Here is the perfect example. 1) My position was extended just long enough for me to get another job, without being unemployed. 2) My new position is part-time, with the option of going full-time if things ramp up dramatically. 3) Jacob was denied a promotion at work this year, but got a large raise instead. His raise covers exactly the income that we lost with my position. 4) As a part time position, I will now have time to spend outside in my garden, be the housewife I love to be, and start my business. Because all of this was in God’s timing, it all worked out – even better than I could have imagined!!

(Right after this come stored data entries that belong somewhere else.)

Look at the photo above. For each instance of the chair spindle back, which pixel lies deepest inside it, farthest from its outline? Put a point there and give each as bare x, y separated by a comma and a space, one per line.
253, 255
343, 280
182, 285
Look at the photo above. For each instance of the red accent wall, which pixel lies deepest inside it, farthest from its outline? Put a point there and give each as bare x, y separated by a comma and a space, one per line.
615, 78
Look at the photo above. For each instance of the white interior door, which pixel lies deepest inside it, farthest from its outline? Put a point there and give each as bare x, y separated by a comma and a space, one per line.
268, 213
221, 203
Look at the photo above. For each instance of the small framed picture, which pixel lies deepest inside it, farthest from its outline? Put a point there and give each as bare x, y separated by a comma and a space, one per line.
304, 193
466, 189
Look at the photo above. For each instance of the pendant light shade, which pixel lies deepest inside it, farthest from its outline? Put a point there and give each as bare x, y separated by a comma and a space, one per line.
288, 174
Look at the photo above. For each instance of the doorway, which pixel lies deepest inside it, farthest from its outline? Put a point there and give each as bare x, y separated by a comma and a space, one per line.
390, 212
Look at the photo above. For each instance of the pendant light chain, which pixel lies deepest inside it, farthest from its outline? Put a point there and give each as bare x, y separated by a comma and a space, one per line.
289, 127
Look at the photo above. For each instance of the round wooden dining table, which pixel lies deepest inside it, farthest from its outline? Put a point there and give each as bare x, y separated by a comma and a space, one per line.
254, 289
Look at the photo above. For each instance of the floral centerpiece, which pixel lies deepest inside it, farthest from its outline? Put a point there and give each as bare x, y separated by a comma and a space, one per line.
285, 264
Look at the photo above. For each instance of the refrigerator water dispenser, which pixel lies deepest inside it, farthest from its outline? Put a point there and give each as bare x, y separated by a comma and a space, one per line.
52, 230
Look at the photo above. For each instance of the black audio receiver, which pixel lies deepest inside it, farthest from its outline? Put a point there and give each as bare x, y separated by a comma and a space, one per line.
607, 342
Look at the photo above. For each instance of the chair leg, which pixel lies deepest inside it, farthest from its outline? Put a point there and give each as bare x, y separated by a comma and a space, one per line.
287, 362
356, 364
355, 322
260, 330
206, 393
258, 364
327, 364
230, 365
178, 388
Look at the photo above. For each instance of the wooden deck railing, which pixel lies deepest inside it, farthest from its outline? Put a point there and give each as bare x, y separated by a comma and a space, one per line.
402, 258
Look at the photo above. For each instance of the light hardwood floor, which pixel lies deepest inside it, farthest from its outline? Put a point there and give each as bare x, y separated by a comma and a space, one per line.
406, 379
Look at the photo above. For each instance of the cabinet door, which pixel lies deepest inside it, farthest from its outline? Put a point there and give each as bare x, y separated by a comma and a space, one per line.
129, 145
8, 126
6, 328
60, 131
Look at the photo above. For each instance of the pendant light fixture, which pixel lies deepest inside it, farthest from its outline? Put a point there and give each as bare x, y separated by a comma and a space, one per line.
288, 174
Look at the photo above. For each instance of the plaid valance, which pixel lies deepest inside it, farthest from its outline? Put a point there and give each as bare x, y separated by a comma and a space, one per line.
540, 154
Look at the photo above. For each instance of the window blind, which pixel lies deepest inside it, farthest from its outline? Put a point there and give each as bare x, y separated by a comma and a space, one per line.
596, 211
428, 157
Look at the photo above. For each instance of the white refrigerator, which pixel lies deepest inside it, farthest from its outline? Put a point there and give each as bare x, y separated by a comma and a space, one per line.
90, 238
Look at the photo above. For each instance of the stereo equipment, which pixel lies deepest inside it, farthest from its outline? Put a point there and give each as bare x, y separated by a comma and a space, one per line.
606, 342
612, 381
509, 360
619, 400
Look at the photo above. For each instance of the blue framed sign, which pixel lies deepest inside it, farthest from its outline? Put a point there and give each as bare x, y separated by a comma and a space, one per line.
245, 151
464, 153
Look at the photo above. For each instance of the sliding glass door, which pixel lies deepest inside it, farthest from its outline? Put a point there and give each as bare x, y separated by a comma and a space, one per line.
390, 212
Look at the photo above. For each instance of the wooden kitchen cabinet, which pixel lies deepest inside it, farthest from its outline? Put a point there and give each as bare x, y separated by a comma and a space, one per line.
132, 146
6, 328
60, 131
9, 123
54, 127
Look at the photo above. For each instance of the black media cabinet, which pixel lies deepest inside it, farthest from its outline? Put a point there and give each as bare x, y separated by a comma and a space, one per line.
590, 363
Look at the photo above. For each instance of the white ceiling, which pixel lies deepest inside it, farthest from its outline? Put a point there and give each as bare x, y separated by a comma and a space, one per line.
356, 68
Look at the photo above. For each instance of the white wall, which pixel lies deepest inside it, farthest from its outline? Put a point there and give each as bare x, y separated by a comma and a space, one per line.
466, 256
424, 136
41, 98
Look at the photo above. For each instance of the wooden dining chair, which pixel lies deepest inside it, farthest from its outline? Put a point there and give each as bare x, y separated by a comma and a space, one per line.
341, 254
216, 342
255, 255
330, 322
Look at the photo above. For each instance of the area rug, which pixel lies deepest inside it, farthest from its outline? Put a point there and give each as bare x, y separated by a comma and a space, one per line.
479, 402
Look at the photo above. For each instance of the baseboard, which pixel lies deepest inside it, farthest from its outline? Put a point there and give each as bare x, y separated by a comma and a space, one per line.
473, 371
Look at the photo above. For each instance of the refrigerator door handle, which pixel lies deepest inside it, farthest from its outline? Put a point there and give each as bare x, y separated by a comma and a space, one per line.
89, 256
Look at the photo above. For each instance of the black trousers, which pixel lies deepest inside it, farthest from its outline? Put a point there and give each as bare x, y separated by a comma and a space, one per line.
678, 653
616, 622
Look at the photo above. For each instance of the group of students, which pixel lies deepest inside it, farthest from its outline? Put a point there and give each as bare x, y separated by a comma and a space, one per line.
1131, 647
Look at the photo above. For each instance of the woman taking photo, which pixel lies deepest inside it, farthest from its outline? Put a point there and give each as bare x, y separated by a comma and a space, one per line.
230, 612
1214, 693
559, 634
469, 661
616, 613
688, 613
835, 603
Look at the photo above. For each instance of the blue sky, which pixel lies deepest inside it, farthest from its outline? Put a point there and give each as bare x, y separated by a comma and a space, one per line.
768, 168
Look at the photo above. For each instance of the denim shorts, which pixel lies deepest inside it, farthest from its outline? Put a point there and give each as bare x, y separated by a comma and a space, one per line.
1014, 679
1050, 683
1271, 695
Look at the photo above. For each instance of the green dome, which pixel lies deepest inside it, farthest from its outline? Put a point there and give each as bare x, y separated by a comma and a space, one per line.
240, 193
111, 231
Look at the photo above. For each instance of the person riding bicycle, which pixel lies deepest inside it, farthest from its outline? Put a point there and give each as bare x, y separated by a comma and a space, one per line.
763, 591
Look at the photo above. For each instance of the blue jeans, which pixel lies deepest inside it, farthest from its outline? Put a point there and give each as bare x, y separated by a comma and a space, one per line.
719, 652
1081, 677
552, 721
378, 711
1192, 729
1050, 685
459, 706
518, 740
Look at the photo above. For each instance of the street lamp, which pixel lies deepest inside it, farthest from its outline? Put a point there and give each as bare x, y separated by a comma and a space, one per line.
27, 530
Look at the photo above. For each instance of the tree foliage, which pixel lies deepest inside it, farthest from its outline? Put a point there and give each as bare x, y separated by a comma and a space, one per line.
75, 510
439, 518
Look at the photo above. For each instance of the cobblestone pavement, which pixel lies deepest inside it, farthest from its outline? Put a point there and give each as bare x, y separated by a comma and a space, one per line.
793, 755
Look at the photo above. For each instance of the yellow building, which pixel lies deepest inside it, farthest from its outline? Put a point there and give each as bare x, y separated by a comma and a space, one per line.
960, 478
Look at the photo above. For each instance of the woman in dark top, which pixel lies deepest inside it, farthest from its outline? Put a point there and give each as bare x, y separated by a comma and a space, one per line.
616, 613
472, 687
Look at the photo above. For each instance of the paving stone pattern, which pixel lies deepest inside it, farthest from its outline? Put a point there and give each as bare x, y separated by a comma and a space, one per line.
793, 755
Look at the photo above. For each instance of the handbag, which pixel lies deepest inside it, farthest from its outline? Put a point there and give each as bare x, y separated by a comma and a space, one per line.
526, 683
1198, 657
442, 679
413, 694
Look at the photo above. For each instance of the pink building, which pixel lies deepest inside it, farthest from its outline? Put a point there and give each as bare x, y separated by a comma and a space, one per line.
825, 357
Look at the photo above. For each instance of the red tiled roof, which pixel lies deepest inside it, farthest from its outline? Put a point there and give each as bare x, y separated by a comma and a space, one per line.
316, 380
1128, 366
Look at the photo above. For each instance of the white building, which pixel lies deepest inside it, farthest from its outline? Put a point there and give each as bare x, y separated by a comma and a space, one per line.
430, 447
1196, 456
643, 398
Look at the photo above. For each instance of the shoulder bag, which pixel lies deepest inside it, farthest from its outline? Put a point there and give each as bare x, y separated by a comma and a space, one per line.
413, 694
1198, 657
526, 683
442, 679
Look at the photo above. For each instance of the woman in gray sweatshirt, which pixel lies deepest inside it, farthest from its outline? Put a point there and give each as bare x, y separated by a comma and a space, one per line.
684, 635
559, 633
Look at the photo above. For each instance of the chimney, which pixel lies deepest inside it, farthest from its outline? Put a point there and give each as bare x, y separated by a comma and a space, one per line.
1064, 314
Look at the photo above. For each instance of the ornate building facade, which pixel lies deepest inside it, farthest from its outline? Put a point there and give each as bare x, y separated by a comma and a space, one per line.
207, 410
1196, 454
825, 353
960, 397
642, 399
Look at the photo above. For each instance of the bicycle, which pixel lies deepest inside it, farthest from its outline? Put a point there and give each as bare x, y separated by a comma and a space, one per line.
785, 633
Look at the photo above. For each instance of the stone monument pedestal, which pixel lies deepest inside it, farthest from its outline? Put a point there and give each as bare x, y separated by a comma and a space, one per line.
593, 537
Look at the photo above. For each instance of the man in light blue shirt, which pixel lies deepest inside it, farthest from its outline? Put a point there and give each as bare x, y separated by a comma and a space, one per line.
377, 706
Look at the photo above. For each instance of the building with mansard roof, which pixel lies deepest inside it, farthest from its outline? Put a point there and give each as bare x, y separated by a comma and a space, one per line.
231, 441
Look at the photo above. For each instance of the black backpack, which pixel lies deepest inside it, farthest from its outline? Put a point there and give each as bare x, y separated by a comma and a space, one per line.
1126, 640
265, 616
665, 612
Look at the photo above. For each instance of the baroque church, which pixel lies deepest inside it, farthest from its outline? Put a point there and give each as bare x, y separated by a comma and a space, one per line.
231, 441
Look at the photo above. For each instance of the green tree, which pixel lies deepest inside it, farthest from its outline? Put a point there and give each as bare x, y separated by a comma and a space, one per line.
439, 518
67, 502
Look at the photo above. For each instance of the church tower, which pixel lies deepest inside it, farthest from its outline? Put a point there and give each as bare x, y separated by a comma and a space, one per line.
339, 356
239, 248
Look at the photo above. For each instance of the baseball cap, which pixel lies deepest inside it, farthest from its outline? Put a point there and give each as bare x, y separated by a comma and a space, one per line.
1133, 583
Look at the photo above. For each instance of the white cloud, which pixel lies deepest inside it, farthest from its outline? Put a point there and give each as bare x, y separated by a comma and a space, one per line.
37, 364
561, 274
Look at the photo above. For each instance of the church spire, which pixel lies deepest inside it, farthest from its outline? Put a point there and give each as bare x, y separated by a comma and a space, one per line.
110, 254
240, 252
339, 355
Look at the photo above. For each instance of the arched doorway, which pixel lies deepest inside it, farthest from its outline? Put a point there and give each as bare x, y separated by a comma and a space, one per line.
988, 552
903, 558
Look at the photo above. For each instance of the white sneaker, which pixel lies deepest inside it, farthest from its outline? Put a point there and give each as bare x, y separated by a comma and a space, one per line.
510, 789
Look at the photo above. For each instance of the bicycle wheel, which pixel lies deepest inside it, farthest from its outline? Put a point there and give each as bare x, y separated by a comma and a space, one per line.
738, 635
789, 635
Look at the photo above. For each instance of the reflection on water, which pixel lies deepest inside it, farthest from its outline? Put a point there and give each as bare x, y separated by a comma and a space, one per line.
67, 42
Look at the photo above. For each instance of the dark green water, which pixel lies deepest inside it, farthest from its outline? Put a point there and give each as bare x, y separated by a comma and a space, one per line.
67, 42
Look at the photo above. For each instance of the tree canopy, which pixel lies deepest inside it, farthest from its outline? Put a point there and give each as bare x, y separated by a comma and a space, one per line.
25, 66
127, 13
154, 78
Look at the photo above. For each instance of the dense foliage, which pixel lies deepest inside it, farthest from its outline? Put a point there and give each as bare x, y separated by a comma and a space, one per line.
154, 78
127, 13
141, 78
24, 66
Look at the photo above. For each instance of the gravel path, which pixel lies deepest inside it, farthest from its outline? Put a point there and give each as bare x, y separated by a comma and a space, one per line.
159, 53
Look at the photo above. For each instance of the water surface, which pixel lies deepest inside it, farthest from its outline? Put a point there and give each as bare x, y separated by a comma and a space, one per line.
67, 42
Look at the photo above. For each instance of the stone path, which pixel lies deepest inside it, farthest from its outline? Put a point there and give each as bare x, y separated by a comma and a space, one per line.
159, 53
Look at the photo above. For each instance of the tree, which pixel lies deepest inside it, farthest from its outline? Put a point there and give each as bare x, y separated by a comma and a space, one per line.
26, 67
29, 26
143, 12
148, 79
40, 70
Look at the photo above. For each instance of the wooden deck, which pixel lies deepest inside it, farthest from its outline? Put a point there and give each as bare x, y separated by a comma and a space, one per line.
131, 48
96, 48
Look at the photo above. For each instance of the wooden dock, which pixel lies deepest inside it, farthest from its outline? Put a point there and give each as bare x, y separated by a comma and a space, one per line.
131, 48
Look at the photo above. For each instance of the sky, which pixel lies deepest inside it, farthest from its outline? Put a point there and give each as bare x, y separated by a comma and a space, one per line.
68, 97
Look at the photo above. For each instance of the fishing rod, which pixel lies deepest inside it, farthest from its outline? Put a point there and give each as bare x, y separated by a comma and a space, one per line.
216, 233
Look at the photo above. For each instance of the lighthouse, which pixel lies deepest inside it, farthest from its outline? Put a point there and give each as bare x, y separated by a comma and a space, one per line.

And this leads me to the next bit of news. After a lot of talking, research, and thinking, Jacob and I have decided to open up a gluten-free bakery out of our own kitchen. I owe this idea to friends at the University of Iowa. After tasting my gluten free desserts and seeing my love of baking, they kept encouraging me (Thanks Kris and Jenell!). While I haven’t started the paperwork process yet, it will start soon (probably in February). The bakery will be called: Maple Tree Bakery, specializing in gluten-free goodies. Since our house is entirely gluten free, there is less likelihood of contamination at-site. And I’m very careful about where I obtain my ingredients. The bakery will first be posted on Facebook as a page and then a website will follow. Ideally, it will be a per-order basis. If you want something made with a decent amount of start time, e-mail me or call me and I’ll get it made. The website will be pretty intricate with choices, allergy options, etc. The spring/summer will bring the opportunity to sell these items at the local farmer’s markets, too. I hope to be able to advertise with the gluten free group of eastern Iowa and by word-of-mouth.
Basically, I’m getting the best of both worlds … I get the mornings to myself (4am wake up call), my science genes are satisfied at the hospital, my cooking/baking/gardening/housekeeping genes are satisfied at home during the afternoon and with the bakery.